Les enfants et les sorcières. Un souvenir de Mona Chollet, « Restée dans ma mémoire comme un talisman, une ombre bienveillante, Floppy m’avait laissé le souvenir de ce que pouvait être une femmes d’envergure ». Pour ma part, j’ai été fasciné par le personnage de Rebecca incarnée par Elisabeth Taylor accusée de sorcellerie dans Ivanhoé. Quoiqu’il en soit, des sorcières représentées souvent de manière bien inquiétantes mais pour certain·es un « plus d’excitation que de répulsion ».

Le mot sorcière, « Il renvoie à un savoir au ras du sol, à une force vitale, à une expérience accumulée que le savoir officiel méprise ou réprime », mais aussi à des marques d’infamie, de constructions mensongères, d’accusations extravagantes, qui ont valu « la torture et la mort à des dizaines de milliers de femmes ».

La diabolisation des femmes qualifiées de sorcières eut beaucoup en commun avec l’anti-judaïsme (terme qui me paraît plus approprié qu’antisémitisme pour l’époque évoquée). L’exemple de Rebecca, déjà cité en est une illustration. L’autrice nous rappelle, contre les responsabilités assignées à « la populace grossière » que c’est bien « venue d’en haut, des classes cultivées » que la haine et la répression se déchaine. Il fallait éliminer les têtes féminines qui dépassaient, s’approprier les savoirs des guérisseuses, ces magiciennes aux pouvoirs incompréhensibles… sans oublier l’obsession des chasseurs de sorcières pour la sexualité féminine (quelque soit le nom utilisé à l’époque). Haine et obscurantisme qu’il ne faut pas simplement situer dans les siècles reculés. Car c’est bien de la place des femmes dans les espaces sociaux qu’il s’agissait hier, qu’il s’agit aujourd’hui… et d’égalité dans les savoirs et les capacités d’être et de faire…

Dans son introduction, « Les héritières », l’autrice revient aussi sur les utilisations contemporaines, « Nous sommes les petites-filles des sorcières que vous n’avez pas réussi à bruler », « Tremblez, tremblez, les sorcières sont revenues ! », la revue « Sorcières », la très belle chanson d’Anne Sylvestre, Strahawk, les groupes « WITCH »…

S’il est juste de critiquer la prétention « occidentale » à une rationalité suprême, déniant à d’autres savoirs des rationalités réelles, je reste plus que dubitatif sur les références de certain·es aux pratiques néo-païennes, aux mondes invisibles.

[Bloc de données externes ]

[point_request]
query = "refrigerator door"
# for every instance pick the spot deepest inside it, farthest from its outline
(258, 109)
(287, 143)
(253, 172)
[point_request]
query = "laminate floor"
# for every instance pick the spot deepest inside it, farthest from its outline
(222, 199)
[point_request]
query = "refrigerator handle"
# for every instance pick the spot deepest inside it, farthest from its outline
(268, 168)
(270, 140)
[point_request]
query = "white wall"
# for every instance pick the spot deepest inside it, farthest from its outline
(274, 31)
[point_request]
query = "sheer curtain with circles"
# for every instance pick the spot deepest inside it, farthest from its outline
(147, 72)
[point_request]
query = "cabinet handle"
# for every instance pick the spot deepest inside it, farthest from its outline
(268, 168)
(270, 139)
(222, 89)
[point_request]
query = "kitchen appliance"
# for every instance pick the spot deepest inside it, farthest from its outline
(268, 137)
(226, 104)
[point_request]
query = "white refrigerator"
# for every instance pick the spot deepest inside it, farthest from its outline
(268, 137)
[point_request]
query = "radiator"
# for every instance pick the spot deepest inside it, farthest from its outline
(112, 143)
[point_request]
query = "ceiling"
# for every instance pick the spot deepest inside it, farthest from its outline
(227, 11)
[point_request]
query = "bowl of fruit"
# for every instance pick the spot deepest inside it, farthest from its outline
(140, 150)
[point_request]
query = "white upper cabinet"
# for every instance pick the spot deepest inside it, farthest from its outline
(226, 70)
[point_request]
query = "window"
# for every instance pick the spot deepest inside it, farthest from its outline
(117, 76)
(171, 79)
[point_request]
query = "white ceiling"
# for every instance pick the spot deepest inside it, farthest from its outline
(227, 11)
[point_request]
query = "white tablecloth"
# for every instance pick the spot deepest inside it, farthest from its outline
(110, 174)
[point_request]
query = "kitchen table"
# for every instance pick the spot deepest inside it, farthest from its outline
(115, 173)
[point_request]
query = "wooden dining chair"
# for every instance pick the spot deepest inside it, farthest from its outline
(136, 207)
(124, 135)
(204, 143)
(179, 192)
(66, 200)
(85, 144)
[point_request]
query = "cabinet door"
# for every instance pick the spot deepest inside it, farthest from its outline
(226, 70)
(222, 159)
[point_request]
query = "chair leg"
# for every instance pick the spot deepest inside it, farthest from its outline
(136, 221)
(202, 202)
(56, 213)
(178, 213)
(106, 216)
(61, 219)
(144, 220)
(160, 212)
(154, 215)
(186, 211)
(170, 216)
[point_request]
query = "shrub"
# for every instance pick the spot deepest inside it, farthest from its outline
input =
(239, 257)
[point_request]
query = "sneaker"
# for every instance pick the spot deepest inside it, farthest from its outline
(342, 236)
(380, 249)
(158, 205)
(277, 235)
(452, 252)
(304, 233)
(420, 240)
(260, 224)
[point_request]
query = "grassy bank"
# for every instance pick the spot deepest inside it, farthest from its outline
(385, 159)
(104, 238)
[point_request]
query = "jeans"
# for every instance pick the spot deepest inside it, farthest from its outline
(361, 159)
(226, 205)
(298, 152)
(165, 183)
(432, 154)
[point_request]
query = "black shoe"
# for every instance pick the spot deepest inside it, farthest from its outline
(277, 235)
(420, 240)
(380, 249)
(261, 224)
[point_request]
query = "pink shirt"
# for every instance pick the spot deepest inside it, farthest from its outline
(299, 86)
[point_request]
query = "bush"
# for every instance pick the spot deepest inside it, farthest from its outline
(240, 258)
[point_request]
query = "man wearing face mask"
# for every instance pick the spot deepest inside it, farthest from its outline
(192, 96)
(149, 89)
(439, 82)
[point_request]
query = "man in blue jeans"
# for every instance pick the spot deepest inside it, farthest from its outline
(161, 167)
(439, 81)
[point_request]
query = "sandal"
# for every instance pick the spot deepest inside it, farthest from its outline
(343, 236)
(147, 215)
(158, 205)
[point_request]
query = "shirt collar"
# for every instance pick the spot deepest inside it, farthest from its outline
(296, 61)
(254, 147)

Il me semble qu’il faut aborder les contradictions réelles de la « raison », les subterfuges contre l’historicisation et la politique, la désincarnation enchantée des êtres hors des rapports sociaux.

Mona Chollet est intéressée par l’exploration de « la postérité des chasses aux sorcières en Europe et aux Etats-Unis ». Elle se penche, entre autres, sur les coups portés aux velléités d’indépendance des femmes, la place des célibataires et des veuves dans les accusations de sorcellerie, la réintroduction de l’incapacité juridique des femmes – et l’incapacité sociale de la femmes mariée consacrée en France par le code civil de 1804 (un des méfaits du trop célébré Napoleon Bonaparte) -, la criminalisation de la contraception et de l’avortement, les « sabbats » des « anti-mères », les femmes libres d’avoir des enfants ou pas… « à condition de choisir d’en avoir », les images négatives des vieilles femmes, la course à la jeunesse, l’asservissement des femmes et celles des peuples déclarés « inférieurs », les nouvelles conceptions du savoir, la glorification d’une certaine conception de la raison, les injonctions sexuées et les sanctions sociales pour celles qui refusent « de renoncer au plein exercice de leurs capacités et de leur liberté »…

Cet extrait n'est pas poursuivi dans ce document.